Memento mori
Ons nieuwe huis ligt ongeveer tussen een school en een kerk, die deels ook als uitvaartcentrum dienstdoet. Als ik thuis mijn koffie drink, verwelkom ik in gedachten de zwermen kindertjes die een lawaai maken dat groter is dan – maar net zo aangenaam als – dat wat de zwermen groene parkieten bij ons oude huis maakten boven de Vliet. In groepen lopen ze langs mijn raam en zonder het te weten zijn zij de belofte dat de wijk niet zal verouderen en afsterven. Want naast de kinderen is er nog een groep mensen die – één voor één – voorbij mijn raam loopt, langzaam en met lichamen waar het leven al uit lijkt te zijn geperst. De ene rollator na de andere. Geen babyboomers in kleding van het Noordeinde, nee, het leven heeft geen genieters van hen gemaakt. Schuin tegenover mijn huis staat, met de achterzijde naar mij gekeerd, een overlijdensadvertentieposter.
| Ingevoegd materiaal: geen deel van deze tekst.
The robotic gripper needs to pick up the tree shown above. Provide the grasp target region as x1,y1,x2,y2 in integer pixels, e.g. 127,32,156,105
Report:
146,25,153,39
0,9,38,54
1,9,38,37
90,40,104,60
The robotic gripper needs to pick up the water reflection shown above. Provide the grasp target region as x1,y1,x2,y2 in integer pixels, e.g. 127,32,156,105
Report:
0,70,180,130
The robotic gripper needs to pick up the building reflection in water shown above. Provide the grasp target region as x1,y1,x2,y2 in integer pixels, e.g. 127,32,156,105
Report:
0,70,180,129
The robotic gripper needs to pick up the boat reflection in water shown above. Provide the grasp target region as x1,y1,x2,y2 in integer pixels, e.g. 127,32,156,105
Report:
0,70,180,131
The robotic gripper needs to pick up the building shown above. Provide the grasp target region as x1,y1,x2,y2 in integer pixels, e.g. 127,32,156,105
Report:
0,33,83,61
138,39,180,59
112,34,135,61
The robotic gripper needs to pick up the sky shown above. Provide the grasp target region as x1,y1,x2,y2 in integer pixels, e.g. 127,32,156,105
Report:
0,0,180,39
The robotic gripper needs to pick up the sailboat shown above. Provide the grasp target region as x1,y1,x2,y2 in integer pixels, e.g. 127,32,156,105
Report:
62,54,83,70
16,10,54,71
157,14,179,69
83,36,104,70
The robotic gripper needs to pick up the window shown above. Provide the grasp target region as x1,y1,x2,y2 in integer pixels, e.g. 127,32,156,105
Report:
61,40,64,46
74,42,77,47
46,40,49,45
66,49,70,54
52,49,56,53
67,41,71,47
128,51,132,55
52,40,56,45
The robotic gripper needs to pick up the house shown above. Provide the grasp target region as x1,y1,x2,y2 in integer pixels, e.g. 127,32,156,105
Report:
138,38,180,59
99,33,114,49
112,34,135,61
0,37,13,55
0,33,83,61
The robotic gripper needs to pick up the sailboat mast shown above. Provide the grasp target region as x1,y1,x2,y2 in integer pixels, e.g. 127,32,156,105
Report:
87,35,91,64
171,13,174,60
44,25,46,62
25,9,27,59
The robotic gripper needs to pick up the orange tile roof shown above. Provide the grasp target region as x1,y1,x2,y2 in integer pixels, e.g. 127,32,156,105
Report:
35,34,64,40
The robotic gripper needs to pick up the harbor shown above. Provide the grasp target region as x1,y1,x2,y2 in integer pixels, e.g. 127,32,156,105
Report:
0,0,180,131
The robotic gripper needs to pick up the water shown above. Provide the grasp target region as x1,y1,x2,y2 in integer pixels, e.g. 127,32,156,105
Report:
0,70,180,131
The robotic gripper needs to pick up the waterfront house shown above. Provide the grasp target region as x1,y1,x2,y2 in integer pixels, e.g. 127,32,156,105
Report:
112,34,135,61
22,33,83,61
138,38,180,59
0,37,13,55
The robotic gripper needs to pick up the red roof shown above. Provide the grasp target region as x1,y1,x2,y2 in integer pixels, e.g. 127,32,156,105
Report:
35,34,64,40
Ik lees hem elke keer als ik van het hardlopen thuiskom, elke keer als ik boodschappen bij de grote AH in de buurt doe: ‘Memento mori’. Soms zie ik groepen mensen bij de kerk die duidelijk niet voor de mis zijn gekomen. Vast om afscheid te nemen. Voor de kerk wappert stilzwijgend een grote vlag met dezelfde tekst als op de overlijdensposter twintig meter verderop. Volgens de statistieken en mijn gezondheidsscore kom ik niet in aanmerking. Maar omdat ik de affiches in de buurt zo vaak lees, zeg ik tegen mezelf: nóg niet.
Ik luister graag naar de groepen basisschoolparkieten onder mijn raam, maar ik ben geen Benjamin Button-geval. Als ik naar de vlag kijk, zeg ik tegen mezelf, als grap maar ook serieus: dit is de toekomst.
De aanwezigheid van de dood in de buurt doet me iets. Als ik vanuit de woonkamer naar de enorme, van beton gebouwde kerk kijk, vraag ik me af of er op dat moment een lijk ligt. Of er een wake wordt gehouden. Of hij/zij het in de enorme kerk niet koud heeft. Een vriend die ons nieuwe huis niet kent, kwam met het idee om als bijverdienste necrologieën voor oude rijke Nederlanders te gaan schrijven. De dood is in, zeker in mijn nieuwe buurt.
Ik vraag me af hoe het leven hier zal zijn, tussen de school en het uitvaartcentrum. Of ik in de komende dertig jaar nog oorlogen zal meemaken. Politieke regimes. Rampen. Als ik naar de uitgeputte lichamen achter de rollators kijk, lijkt zelfs het leven een ramp.
Ik zit op de bank in mijn nieuwe huis en geniet van de storm buiten. Hij kondigt tenminste niet de dood aan of zo, maar de lente. Lente. De parkieten zullen langer buiten spelen en de oudjes zullen een beetje kleur op de wangen krijgen.